For LeQuez Spearman, assistant professor of recreation and leisure studies and newest member of that department, his scholarship is often about the uneven playing field of America’s greatest game: baseball. During the Popular/American Culture Association in the South’s national conference in Savannah, GA, in early October, Spearman chaired a session entitled, “Lessons Learned from ‘42’: Examining the Intersection of Race, Class, Spirituality and Sport in the Jackie Robinson Story.” He also presented an individual talk he called, “A Critique of Meritocracy and Race in ‘42’: What Really Mattered in the Jackie Robinson Story?”
In early November, Spearman—whose research interests include social inclusion in developmental baseball, leisure constraints theory and environmental sustainability in sport facilities—will continue an iteration of his talk at the North American Society of Sport Sociology conference in Quebec City, Quebec, Canada. There, he’ll focus on the twin tides of oppression Jews and African Americans have faced by using Hank Greenberg and Jackie Robinson as an entry point to examine the interface of sport and religion.
Here is his abstract of the talk: “America is seen as a bastion for meritocracy, and the sport films produced and directed here tend to reflect this narrative.
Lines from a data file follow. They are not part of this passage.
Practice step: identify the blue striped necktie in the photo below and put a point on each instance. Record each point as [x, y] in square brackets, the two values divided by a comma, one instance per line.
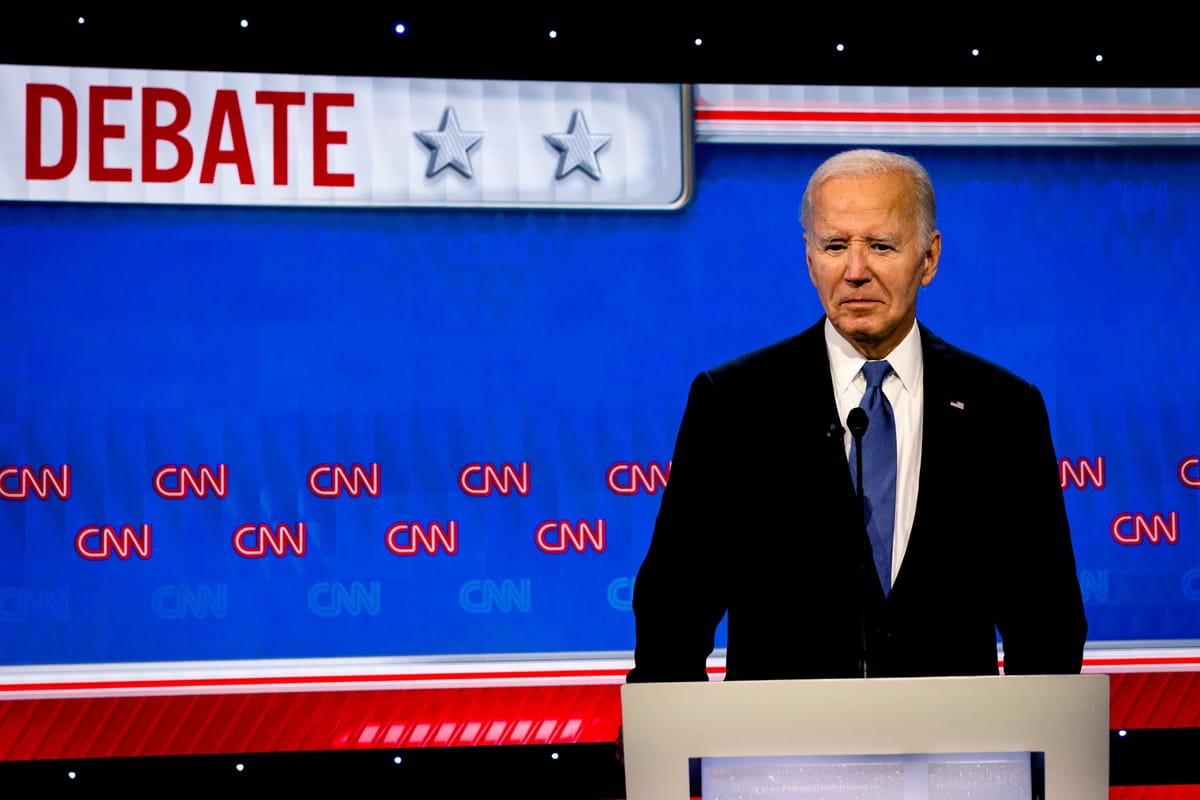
[879, 469]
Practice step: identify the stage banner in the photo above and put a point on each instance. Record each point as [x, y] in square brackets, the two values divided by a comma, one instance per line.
[130, 136]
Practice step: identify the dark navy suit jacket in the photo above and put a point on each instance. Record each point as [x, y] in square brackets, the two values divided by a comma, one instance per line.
[760, 522]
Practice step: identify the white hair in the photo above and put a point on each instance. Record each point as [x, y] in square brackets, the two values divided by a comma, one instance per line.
[867, 163]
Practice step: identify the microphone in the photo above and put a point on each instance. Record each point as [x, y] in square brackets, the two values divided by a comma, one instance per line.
[857, 422]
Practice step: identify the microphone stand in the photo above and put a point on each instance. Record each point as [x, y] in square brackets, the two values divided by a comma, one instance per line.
[857, 422]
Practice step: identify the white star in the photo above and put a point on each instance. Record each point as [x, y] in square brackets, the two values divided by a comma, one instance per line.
[449, 145]
[579, 148]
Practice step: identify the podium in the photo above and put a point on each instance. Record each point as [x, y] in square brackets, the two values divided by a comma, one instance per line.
[903, 738]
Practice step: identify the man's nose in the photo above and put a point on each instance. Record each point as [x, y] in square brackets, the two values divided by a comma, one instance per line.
[856, 265]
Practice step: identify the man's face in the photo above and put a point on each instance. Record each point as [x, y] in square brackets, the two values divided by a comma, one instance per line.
[867, 260]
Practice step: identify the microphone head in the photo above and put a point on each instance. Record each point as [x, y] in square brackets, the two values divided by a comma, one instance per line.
[857, 421]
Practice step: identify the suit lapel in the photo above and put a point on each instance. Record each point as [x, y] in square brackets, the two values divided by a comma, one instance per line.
[816, 434]
[942, 432]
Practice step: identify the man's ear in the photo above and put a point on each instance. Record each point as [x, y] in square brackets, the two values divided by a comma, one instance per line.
[931, 257]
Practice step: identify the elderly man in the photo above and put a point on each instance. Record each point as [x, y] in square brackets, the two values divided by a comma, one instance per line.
[762, 518]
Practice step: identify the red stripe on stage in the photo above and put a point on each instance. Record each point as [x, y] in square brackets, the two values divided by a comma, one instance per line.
[1056, 118]
[372, 719]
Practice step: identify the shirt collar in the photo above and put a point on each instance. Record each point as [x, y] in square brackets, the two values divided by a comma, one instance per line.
[846, 362]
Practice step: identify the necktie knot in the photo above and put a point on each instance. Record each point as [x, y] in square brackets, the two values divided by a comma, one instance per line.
[875, 372]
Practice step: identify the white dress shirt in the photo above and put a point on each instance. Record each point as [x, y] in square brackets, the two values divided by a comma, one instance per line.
[904, 388]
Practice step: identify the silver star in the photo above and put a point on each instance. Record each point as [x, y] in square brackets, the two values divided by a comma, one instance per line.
[449, 145]
[579, 148]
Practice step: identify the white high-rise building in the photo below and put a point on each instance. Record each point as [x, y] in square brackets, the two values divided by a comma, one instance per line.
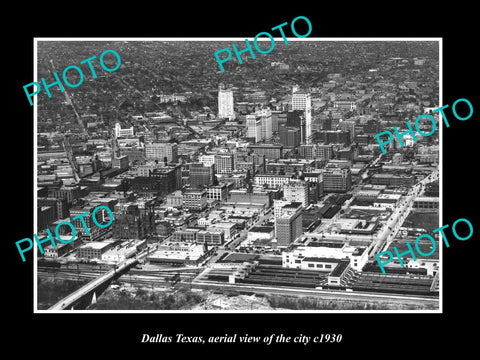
[254, 127]
[303, 101]
[266, 123]
[225, 104]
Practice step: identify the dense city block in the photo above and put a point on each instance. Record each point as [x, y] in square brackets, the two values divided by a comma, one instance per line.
[264, 180]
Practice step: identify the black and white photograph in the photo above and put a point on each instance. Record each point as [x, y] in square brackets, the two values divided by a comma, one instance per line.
[210, 181]
[262, 187]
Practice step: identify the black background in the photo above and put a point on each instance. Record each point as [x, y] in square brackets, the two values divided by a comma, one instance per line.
[364, 335]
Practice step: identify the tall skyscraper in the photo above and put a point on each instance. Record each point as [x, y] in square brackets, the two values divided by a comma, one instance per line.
[288, 226]
[302, 101]
[266, 123]
[254, 127]
[296, 118]
[225, 103]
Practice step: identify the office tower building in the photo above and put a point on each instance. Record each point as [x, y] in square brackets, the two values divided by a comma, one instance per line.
[161, 152]
[201, 175]
[296, 118]
[288, 226]
[265, 115]
[254, 127]
[225, 104]
[302, 101]
[337, 180]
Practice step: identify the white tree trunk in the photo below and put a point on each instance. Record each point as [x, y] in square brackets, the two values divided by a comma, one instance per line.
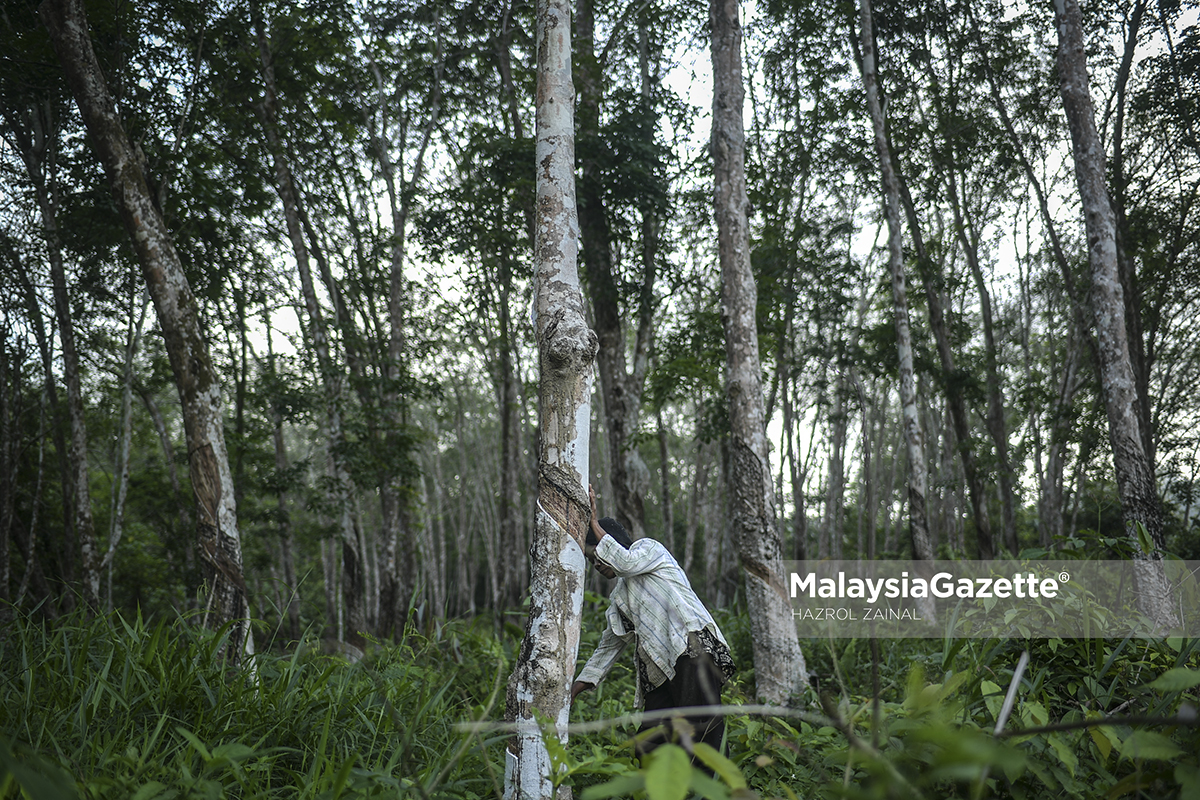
[1134, 473]
[779, 663]
[567, 348]
[918, 476]
[199, 385]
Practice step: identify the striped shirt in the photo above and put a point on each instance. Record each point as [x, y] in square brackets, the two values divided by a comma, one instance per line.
[653, 593]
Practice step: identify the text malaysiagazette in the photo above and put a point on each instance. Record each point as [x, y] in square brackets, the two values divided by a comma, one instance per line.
[943, 584]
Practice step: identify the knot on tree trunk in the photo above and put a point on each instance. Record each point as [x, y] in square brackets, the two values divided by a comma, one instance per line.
[570, 344]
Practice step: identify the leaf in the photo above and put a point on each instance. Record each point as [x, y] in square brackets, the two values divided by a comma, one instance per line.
[1102, 743]
[707, 787]
[149, 791]
[196, 743]
[669, 774]
[619, 787]
[1176, 680]
[1150, 744]
[1065, 752]
[993, 697]
[726, 769]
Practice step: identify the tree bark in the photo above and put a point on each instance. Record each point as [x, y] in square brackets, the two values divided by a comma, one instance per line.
[66, 549]
[353, 561]
[779, 663]
[1134, 470]
[36, 137]
[540, 681]
[199, 386]
[622, 386]
[117, 527]
[953, 379]
[918, 475]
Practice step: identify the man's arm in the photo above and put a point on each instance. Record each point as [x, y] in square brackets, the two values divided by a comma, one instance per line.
[595, 515]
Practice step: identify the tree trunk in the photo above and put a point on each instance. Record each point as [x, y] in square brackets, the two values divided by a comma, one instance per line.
[952, 378]
[117, 527]
[10, 389]
[1134, 470]
[622, 388]
[37, 150]
[837, 485]
[540, 683]
[199, 386]
[66, 548]
[918, 476]
[779, 663]
[353, 564]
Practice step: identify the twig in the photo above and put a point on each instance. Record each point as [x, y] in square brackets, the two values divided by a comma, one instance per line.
[1002, 717]
[665, 714]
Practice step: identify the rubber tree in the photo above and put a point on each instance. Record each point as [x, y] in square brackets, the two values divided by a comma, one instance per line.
[779, 663]
[567, 349]
[918, 476]
[1134, 470]
[197, 379]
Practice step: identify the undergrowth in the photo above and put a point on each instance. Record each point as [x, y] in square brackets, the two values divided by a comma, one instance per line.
[112, 708]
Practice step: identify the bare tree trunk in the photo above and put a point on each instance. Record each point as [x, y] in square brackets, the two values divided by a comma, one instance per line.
[199, 386]
[996, 425]
[10, 390]
[399, 547]
[837, 485]
[918, 476]
[353, 564]
[1134, 470]
[695, 501]
[36, 136]
[117, 527]
[622, 388]
[779, 663]
[665, 473]
[33, 567]
[540, 683]
[957, 403]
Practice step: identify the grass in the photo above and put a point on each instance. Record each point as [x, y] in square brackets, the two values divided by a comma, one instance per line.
[150, 711]
[115, 708]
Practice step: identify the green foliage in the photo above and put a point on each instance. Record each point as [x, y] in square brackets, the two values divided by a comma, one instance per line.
[132, 710]
[114, 708]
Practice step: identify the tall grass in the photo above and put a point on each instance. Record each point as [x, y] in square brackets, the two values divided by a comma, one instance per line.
[117, 708]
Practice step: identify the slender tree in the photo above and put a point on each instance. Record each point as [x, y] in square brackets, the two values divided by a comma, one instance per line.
[779, 662]
[1134, 471]
[918, 476]
[567, 347]
[198, 383]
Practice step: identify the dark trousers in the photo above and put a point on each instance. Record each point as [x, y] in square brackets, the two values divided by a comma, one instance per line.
[697, 681]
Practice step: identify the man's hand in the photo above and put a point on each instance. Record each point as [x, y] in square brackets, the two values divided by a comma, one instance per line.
[580, 686]
[595, 515]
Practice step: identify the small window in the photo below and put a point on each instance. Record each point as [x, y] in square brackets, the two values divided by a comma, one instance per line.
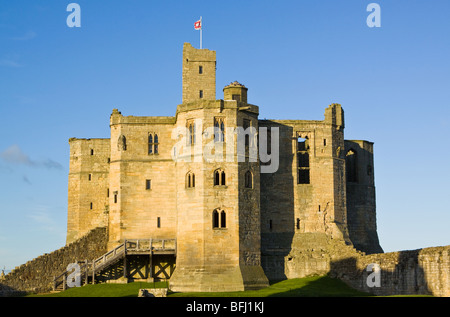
[219, 219]
[122, 143]
[190, 180]
[219, 130]
[153, 144]
[215, 219]
[248, 180]
[156, 144]
[191, 132]
[223, 219]
[219, 178]
[351, 164]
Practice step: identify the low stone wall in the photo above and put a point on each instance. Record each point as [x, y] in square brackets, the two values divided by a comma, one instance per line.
[37, 275]
[423, 271]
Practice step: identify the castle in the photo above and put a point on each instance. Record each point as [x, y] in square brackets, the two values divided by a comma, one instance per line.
[235, 191]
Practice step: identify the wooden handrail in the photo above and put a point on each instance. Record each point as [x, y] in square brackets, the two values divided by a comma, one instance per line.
[127, 245]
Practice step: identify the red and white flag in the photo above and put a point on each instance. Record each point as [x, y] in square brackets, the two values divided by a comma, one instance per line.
[198, 25]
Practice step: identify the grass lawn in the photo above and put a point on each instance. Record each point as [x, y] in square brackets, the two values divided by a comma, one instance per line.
[319, 286]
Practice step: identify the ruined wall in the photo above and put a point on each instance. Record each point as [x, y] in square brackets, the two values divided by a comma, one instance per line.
[361, 203]
[423, 271]
[37, 275]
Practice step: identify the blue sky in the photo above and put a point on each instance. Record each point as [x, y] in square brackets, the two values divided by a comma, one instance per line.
[296, 58]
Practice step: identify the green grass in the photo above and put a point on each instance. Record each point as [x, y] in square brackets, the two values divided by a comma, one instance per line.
[320, 286]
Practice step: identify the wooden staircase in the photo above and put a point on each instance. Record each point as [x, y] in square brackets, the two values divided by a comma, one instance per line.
[89, 269]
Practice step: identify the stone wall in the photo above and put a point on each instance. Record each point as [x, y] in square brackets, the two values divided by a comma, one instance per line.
[413, 272]
[423, 271]
[37, 275]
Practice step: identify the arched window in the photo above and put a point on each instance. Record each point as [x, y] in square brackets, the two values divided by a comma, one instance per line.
[122, 143]
[156, 144]
[223, 178]
[248, 179]
[219, 130]
[190, 180]
[219, 219]
[303, 175]
[219, 177]
[215, 219]
[223, 219]
[150, 144]
[191, 132]
[351, 164]
[153, 144]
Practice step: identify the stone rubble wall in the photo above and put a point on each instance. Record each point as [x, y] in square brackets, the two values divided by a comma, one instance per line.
[411, 272]
[37, 275]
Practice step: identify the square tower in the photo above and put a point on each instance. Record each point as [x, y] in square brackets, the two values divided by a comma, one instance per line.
[199, 74]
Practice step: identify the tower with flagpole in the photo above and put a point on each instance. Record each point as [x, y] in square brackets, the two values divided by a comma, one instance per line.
[198, 26]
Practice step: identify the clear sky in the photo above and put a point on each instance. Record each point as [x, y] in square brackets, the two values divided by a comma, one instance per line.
[296, 58]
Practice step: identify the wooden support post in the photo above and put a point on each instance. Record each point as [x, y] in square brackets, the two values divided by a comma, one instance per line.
[151, 264]
[125, 266]
[93, 272]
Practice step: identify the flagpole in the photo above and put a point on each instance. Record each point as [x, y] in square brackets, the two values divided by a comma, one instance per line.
[201, 29]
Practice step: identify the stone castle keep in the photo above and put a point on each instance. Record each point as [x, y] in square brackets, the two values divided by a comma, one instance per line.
[234, 225]
[216, 199]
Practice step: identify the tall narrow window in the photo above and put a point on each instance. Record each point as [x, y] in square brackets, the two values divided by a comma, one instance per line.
[248, 179]
[215, 219]
[153, 144]
[216, 178]
[190, 180]
[223, 219]
[223, 178]
[150, 144]
[303, 176]
[219, 130]
[191, 132]
[246, 125]
[219, 177]
[122, 143]
[156, 144]
[351, 164]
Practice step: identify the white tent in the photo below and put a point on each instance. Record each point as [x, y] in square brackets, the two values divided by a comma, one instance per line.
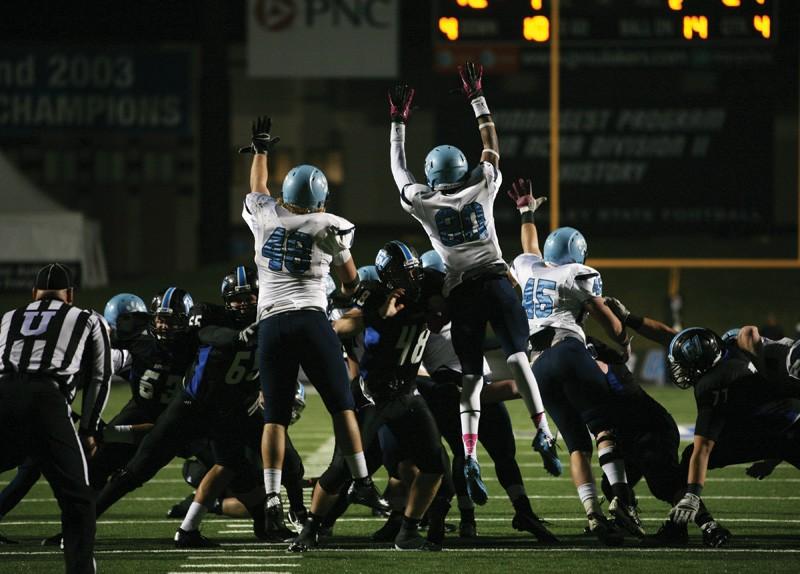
[35, 230]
Sport is regaled as the great equalizer for so many of the social groups pushed to the margins of society. Simply put, the final score in a contest is decided between the lines and not in the public sphere. The film ‘42’ continues this tradition of meritocratic sport films with the biography of Jackie Robinson, the first African American to break the color line in Major League Baseball. My presentation and paper critiques meritocracy and racism as illustrated in this film.”